The city has been busy chipping away at its pipe infrastructure, replacing pipes for more than 6,000 homes since a lawsuit forced the city and state to start dealing on a larger scale with the health crisis that resulted from widespread lead contamination. The state still recommends everyone in Flint use a water filter, though, which brings us to the problem at hand.

The city and state tell residents to use a filter immediately after this pipe replacement process because lead levels can spike from anything left over from old system. But they allegedly haven’t been verifying that residents actually have these filters installed. And they’re supposed to, as part of a settlement agreement Michigan and Flint have with local advocacy groups.


Now, those groups—Concerned Pastors for Social Action, the Natural Resources Defense Council, and the American Civil Liberties Union of Michigan—are taking the issue to the U.S. District Court for Michigan’s Eastern District in order to force Flint to get with the program, according to Michigan Radio. Flint and environmental advocates reached an agreement to replace water lines for at least 18,000 homes within three years back in March, after groups sued the city and state in January 2016. The settlement included the state allocating the city nearly $100 million for the effort.
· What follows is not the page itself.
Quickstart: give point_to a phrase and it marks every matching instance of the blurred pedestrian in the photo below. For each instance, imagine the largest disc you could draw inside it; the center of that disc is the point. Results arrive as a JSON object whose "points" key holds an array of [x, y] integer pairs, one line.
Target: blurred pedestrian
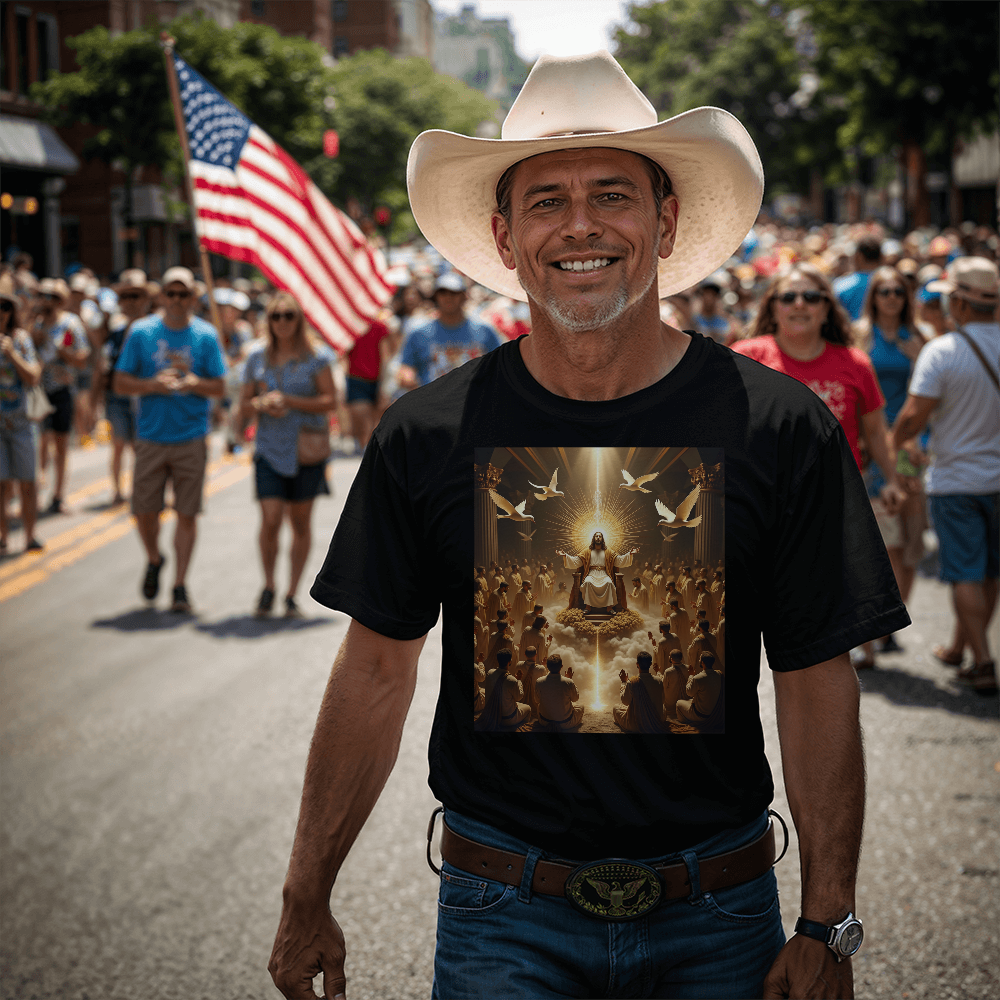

It also included some important provisions to ensure this transition wouldn’t hurt residents’ health—like verifying filter installation, giving status reports, and keeping track of homes that rejected pipe replacement. That’s where the concern lies.

“If the City cannot collect critical, easily identifiable data and provide it within the agreed-upon timeframes, how can Plaintiffs trust that the City is competent to execute the much larger and urgent task of service line replacement in Flint?” the suit states.


It goes on to allege that “all of the City’s status reports have been late, incomplete, inaccurate, or a combination thereof.” Groups also allege that the city hasn’t provided any proof that it’s kept track of what homes refused pipe replacement. They need this information in order to do proper outreach work in the community and convince residents of why this replacement is necessary (because it’ll help prevent lead-contaminated water in the future).

Flint Mayor Karen Weaver responded to these allegations in a statement where she reiterated her commitment to the city. “No one wants to get the lead out of Flint more than me,” she went on, highlighting the number of pipes the city’s replaced already. She did not, however, address whether the city has failed to meet its other requirements from the settlement.


The situation in Flint is delicate. Residents don’t trust the city or the state. This suit could very well reinforce the distrust the mayor has been working so diligently to end.